Sheriff of Cumberland County, Kentucky
- In office 1938–1941
- Preceded by: Stanley Dan Pace

Personal details
- Born: January 25, 1896 Tompkinsville, Kentucky, U.S.
- Died: January 1970 (aged c. 74) Burkesville, Kentucky, U.S.
- Resting place: Grider Memorial Cemetery in Waterview, Kentucky
- Party: Republican
- Spouse: Stanley Dan Pace
- Children: Including: Stanley Carter Pace Patty-Nell Pace Keen
- Occupation: Educator, Businesswoman, Politician

= Pearl Carter Pace =

American politician (1896–1970)

Pearl Carter Pace (January 25, 1896 – January 1970) was one of the earliest elected female sheriffs in the Commonwealth of Kentucky, 1938–1941. (Note: Mary Lois Roach was sworn in as Sheriff of Graves County, Kentucky in 1922 becoming the first acting female sheriff in the state of Kentucky. She then won election in August 1923. See also List of first female sheriffs in the United States)

==Early years==

Pearl Carter was born into a family devoted to public service in Tompkinsville in Monroe County, Kentucky. Her father, James C. Carter Sr., had served for forty years as a circuit judge in south central Kentucky. James C. Carter Jr., the brother of Pearl Carter Pace and U.S. Representative, Dr. Tim Lee Carter, also served in political office for many years.

Pearl Carter married Stanley Dan Pace, the owner of a profitable roadbuilding company and relocated to his neighboring Cumberland County.

==Political career==

Originally a schoolteacher and a businesswoman, Pace had a great philosophy of life: "Anybody can do anything he wants if he just wants enough to make the effort." This thinking took her into areas of life largely uncharted for rural southern women. She was the sheriff of Cumberland County from 1937 to 1941. During her four-year term as sheriff, she came to be known as "Pistol-Packin' Pearl."

Pace's husband, Stanley Dan Pace, had been "drafted" in 1933 to run for Cumberland County sheriff by county citizens determined to control rum-running and organized crime during prohibition. He was elected as the first Democrat to hold that office since the 19th century. When his term ended, he was unable to succeed himself; so Pearl was drafted to run and was elected. Stanley Pace died in a car accident, leaving Pearl Carter Pace to raise their children and to pursue her career in local, state, and national politics.

During World War II, her son, Stanley Carter Pace, a fighter pilot and first lieutenant, was taken as a prisoner of war by the German Reich. Upon returning from the war, Stanley C. Pace put his aerospace engineering degree to work and rose to the chairmanship of TRW. After being pulled from retirement in the 1980s, he assumed the position of restoring the giant defense contractor, General Dynamics, to credibility after grievous ethical lapses brought the company to near dissolution.

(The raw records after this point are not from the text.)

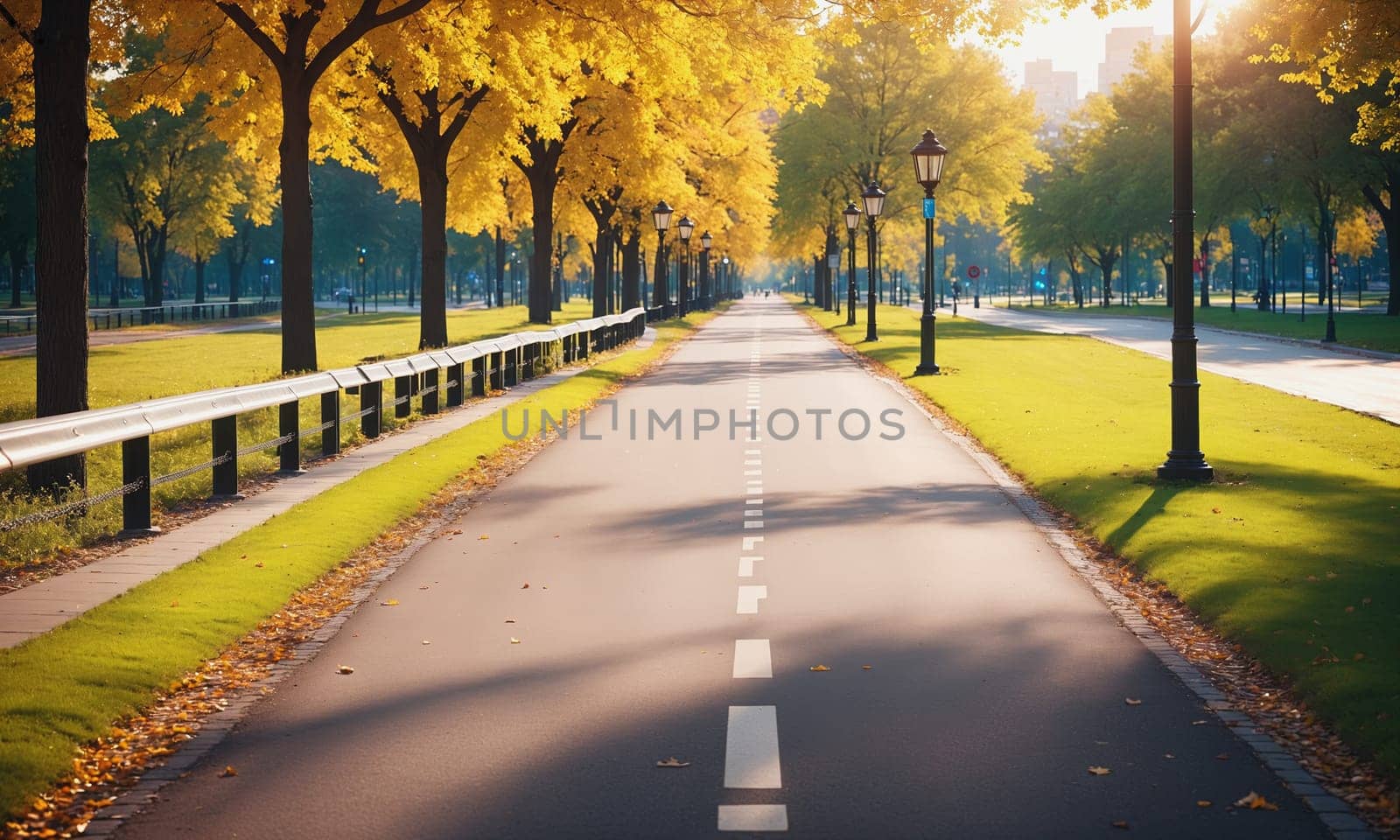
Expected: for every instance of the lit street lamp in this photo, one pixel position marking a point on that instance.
(660, 284)
(874, 202)
(685, 228)
(928, 170)
(1185, 459)
(833, 266)
(706, 291)
(853, 219)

Through Pearl Carter Pace's activism in the Republican Party, she became a tireless supporter and friend of U.S. President Dwight D. Eisenhower. In 1953, she brought national attention to Kentucky when President Eisenhower appointed her to the War Claims Commission (later the Foreign Claims Settlement Commission). Near the end of his administration, Eisenhower elevated her to the commission chairmanship, making Pearl Carter Pace the third highest ranking woman in his administration, next only to the Treasurer of the United States and the new position of United States Secretary of Health, Education, and Welfare, and the first Kentucky woman appointed by a president to a national post. Pace was active in the GOP for many years, including a stint from 1948 to 1957 as her state's Republican national committeewoman.

==Death==

Pace died in 1970 at the home of her daughter, Patty-Nell Pace Keen, in Burkesville, the seat of Cumberland County. Pace is interred beside her husband at the former Pace-Allen Cemetery, now Grider Memorial Cemetery, in Waterview in Cumberland County at a site overlooking Pace Farms.